Veganism may have been the darling of 2018, but a once radical food concept is continuing to grow in popularity out of the media spotlight.
And if past performance is anything to go by, 2019 will see the organic food movement attract new converts.
Not so long ago, “organic” was seen as a niche consumer market for the chattering classes and new age hippies. The fact we don’t hear so much about it – in the face of “vegan this,” “vegan that,” and “plant-based the other” – shows how embedded the notion of so-called natural food has become in the UK.
When newspapers, magazines and websites stop writing about an issue, it usually means it has disappeared or become so normalised it is no longer of note. The latter may well be the case with organic foods such as vegetables, fruits and meats.

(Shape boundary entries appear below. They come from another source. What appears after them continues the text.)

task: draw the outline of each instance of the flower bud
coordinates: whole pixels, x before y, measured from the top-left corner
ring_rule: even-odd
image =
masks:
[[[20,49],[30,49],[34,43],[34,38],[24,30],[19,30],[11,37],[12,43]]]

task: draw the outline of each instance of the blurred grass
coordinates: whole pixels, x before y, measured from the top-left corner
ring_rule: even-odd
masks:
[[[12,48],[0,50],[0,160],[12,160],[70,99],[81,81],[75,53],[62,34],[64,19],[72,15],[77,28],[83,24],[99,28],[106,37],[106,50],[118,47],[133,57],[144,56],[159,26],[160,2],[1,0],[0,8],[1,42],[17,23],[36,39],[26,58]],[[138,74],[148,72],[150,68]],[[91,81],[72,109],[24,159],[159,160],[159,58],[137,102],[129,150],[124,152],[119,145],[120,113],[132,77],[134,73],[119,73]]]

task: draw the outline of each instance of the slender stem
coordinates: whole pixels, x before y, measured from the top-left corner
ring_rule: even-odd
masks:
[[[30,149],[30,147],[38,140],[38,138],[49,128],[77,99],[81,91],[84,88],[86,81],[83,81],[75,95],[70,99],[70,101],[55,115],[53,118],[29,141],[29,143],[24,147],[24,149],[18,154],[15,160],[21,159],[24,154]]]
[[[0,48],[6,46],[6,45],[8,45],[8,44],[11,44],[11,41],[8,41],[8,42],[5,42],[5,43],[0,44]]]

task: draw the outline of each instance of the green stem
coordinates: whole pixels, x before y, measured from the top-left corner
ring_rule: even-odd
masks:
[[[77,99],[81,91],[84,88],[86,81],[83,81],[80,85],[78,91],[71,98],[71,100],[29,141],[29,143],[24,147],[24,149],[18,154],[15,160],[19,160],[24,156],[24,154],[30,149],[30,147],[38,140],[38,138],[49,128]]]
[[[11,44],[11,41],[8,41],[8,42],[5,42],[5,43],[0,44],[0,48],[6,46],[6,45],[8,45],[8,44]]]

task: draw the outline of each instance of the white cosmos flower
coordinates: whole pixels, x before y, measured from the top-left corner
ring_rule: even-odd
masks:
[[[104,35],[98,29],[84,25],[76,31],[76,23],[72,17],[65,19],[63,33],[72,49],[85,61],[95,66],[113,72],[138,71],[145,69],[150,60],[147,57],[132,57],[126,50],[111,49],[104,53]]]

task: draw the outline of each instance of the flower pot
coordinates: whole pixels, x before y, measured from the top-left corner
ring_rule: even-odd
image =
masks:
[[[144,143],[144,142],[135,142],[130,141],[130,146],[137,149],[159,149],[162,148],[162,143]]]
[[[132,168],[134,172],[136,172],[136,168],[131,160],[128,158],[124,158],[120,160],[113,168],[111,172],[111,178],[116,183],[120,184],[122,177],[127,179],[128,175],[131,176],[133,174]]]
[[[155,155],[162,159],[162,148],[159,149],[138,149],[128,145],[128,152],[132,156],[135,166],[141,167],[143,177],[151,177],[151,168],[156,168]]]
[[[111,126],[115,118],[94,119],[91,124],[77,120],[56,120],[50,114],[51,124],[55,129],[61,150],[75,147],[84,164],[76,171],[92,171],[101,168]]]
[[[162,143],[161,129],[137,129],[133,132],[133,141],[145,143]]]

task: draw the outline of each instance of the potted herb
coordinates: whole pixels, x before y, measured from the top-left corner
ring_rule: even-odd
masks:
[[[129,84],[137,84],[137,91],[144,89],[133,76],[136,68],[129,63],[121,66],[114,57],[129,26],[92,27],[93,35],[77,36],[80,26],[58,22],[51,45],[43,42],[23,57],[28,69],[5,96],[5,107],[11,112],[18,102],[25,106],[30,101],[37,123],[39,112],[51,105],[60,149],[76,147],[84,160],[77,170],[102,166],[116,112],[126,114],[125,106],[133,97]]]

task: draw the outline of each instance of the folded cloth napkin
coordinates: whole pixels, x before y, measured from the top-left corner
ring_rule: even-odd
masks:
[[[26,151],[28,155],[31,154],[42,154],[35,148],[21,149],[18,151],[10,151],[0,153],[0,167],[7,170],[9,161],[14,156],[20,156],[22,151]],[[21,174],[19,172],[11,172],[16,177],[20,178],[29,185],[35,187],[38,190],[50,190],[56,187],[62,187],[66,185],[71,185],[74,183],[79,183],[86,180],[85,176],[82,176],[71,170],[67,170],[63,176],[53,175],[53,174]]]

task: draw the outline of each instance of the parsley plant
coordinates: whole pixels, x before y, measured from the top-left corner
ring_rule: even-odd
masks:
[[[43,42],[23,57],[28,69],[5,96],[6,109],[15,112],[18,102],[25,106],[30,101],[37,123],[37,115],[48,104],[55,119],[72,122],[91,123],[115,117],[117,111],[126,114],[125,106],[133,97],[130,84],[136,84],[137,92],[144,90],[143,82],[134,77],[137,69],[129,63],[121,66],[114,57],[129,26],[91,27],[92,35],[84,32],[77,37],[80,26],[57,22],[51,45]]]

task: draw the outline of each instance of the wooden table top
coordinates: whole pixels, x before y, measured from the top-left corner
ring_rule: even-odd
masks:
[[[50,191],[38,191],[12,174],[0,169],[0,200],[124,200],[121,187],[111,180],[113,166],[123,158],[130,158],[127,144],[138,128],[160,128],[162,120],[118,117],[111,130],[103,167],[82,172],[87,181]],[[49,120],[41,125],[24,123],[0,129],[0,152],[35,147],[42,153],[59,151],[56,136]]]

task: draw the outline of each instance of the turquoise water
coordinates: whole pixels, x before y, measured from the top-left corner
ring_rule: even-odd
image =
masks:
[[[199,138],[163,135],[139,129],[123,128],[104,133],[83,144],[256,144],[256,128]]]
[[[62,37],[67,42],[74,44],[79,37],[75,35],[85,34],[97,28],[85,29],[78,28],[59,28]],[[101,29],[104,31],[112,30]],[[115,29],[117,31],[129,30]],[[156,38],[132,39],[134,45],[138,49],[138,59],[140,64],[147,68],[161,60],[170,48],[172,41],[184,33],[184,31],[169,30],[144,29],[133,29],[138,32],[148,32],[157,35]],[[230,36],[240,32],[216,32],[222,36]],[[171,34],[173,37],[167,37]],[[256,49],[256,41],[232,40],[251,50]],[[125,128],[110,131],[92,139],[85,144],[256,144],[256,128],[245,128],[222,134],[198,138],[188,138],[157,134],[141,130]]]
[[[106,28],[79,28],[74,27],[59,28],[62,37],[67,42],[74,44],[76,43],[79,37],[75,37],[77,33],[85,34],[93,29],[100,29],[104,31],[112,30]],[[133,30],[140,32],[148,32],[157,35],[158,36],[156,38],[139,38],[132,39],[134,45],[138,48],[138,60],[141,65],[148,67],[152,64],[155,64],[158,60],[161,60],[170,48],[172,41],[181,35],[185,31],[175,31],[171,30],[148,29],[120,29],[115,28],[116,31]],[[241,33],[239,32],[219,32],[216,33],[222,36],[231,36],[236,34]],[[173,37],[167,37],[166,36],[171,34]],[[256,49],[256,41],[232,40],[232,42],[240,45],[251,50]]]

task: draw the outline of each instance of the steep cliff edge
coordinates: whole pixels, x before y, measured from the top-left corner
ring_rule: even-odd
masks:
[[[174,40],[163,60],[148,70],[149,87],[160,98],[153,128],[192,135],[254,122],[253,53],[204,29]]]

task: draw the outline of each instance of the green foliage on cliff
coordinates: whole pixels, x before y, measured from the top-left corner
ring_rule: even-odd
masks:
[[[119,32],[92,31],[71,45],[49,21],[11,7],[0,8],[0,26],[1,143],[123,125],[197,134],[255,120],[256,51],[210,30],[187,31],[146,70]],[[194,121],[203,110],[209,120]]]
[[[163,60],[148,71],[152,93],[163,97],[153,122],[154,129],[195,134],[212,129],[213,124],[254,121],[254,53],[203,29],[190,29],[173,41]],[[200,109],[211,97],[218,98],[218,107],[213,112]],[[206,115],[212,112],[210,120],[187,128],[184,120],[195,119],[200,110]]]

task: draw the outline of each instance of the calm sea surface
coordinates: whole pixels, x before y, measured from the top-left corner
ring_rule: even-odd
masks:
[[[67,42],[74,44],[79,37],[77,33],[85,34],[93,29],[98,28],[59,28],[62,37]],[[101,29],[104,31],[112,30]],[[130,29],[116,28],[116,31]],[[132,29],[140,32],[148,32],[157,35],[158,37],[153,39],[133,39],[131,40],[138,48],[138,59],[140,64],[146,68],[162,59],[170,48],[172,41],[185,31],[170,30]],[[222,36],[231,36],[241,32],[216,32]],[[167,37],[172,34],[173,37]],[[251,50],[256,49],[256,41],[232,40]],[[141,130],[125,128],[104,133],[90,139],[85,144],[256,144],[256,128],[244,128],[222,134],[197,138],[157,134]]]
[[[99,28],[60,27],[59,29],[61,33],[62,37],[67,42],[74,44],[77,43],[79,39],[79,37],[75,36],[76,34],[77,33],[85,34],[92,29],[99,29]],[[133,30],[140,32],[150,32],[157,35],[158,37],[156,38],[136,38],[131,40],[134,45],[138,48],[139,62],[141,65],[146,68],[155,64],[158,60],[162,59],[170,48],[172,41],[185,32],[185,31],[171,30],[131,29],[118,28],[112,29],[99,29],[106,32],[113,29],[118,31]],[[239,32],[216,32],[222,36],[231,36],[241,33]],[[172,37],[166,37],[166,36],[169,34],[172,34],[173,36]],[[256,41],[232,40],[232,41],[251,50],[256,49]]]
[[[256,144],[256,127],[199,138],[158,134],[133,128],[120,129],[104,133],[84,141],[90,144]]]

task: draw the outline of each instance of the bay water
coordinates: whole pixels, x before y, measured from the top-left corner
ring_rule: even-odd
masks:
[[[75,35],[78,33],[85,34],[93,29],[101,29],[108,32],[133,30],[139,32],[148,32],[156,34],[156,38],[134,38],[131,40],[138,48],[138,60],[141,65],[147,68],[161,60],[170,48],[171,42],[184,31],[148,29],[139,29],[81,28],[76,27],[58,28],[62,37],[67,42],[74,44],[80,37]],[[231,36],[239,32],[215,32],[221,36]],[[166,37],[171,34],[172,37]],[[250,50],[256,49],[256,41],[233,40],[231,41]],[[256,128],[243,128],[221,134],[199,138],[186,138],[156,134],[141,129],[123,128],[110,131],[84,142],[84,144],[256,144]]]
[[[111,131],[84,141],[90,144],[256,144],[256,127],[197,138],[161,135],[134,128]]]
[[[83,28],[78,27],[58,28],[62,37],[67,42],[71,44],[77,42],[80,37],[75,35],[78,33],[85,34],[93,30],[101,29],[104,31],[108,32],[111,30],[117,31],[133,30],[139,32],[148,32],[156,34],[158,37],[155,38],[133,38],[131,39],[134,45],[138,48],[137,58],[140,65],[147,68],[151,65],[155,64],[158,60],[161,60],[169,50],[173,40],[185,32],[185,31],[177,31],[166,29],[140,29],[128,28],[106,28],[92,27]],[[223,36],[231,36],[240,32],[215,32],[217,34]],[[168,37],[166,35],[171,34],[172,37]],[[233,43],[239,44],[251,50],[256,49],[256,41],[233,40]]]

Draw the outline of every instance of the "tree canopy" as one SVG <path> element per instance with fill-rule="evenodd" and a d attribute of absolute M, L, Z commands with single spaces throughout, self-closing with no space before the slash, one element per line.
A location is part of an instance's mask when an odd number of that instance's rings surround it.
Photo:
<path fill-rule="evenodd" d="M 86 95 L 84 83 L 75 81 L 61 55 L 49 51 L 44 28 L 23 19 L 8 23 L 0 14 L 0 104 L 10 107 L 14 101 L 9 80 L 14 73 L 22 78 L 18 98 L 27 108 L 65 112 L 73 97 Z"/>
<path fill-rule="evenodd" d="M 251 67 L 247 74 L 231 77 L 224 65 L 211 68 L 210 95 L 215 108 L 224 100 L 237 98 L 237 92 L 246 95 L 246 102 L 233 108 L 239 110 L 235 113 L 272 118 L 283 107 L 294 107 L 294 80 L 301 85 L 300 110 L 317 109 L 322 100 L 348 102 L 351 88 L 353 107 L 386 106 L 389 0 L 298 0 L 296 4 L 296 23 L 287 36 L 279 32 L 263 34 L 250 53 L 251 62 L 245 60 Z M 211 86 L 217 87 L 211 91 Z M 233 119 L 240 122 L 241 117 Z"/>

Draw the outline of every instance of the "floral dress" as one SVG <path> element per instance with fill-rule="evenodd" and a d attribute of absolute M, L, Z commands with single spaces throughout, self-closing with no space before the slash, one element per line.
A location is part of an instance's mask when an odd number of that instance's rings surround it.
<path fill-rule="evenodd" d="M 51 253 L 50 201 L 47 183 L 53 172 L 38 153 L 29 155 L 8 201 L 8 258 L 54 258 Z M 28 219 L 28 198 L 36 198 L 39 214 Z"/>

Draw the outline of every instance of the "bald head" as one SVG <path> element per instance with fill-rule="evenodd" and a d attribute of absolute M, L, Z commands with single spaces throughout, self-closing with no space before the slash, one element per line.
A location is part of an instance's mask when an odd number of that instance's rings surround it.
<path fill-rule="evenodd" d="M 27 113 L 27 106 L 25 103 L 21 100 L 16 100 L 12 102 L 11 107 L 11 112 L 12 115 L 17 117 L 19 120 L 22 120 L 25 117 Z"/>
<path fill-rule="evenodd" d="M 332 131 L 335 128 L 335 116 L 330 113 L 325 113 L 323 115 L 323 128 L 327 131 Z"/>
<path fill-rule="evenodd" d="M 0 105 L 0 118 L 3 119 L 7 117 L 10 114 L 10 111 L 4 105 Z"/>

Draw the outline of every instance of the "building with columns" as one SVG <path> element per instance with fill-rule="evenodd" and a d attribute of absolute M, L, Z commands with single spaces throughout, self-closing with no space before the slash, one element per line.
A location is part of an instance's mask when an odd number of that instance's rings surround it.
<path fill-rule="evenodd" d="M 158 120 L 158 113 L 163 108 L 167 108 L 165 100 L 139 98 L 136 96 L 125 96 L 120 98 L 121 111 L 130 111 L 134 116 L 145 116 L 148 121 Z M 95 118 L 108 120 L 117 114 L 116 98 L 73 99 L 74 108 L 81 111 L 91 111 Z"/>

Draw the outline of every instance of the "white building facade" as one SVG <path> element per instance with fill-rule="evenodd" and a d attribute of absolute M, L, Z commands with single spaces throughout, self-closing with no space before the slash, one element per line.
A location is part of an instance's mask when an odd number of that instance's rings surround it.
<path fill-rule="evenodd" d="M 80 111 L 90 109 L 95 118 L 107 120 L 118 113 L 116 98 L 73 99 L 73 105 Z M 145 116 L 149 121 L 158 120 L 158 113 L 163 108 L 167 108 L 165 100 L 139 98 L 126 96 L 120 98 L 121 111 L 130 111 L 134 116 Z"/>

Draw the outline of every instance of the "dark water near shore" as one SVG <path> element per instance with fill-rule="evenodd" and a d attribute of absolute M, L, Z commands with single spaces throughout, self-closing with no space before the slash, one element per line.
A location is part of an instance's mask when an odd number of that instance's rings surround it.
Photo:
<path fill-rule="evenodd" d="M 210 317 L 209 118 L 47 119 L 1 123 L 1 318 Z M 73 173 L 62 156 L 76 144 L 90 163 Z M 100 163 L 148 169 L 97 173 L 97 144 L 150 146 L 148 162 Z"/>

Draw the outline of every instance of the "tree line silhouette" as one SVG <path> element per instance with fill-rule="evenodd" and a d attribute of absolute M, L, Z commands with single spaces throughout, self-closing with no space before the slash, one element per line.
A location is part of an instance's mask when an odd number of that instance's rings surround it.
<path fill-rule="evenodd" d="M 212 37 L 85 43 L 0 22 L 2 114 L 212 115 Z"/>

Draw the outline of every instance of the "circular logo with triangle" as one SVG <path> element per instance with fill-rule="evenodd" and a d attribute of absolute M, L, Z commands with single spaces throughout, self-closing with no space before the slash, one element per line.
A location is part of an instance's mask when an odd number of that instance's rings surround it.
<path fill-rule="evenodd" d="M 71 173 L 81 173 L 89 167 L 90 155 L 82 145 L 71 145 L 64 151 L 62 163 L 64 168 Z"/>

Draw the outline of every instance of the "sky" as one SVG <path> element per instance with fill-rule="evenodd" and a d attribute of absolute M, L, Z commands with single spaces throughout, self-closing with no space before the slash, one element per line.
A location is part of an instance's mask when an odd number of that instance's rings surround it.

The Soil Association’s 2019 Organic Market Report, due to be launched in February, is likely to show increased sales of organic produce at supermarkets. If confirmed, it will be the seventh consecutive year of growth in the sector following the blip of the recession. The 2018 report revealed the market is now worth £2.2 billion, an increase of 6% on 2017.
Dairy remains the biggest segment of the organic sector, accounting for about 29% of the total. It will be interesting to see if organic wines and beers continue their rise in popularity. Britain’s booming craft beer culture, and interest in natural brewing, suggests there will be a further lift in alcoholic drinks.
Overall, organic produce may represents a small part of the UK’s total food and drink market (estimated at less than 2%) but with changing consumer perceptions about sustainability and heightened health concerns (remember last year’s horror stories about the amount of plastics we inadvertently ingest?) it looks like organic will continue its steady roll as part of the fast-moving consumer goods (FMCG) sector.
That has certainly been the case across The Pond. According to the global number-crunchers at Nielsen, organic products are worth more than $21 billion, a rise of 9% in value, in the USA.
Nielsen says: “Gone are the days when organic products catered to a singular or specific audience. Today, organics have hit the mainstream. Not only are organic products boosting our industry’s top-line, they are being purchased more by all generational and age cohorts.”
The biggest percentage increase in sales throughout 2018 was driven by millennials (up 14%).
Whether the popularity of organic is down to people eating more vegetables, the rise of veganism, or meat-eaters choosing environmentally-friendly products, organic is now part and parcel of British food culture.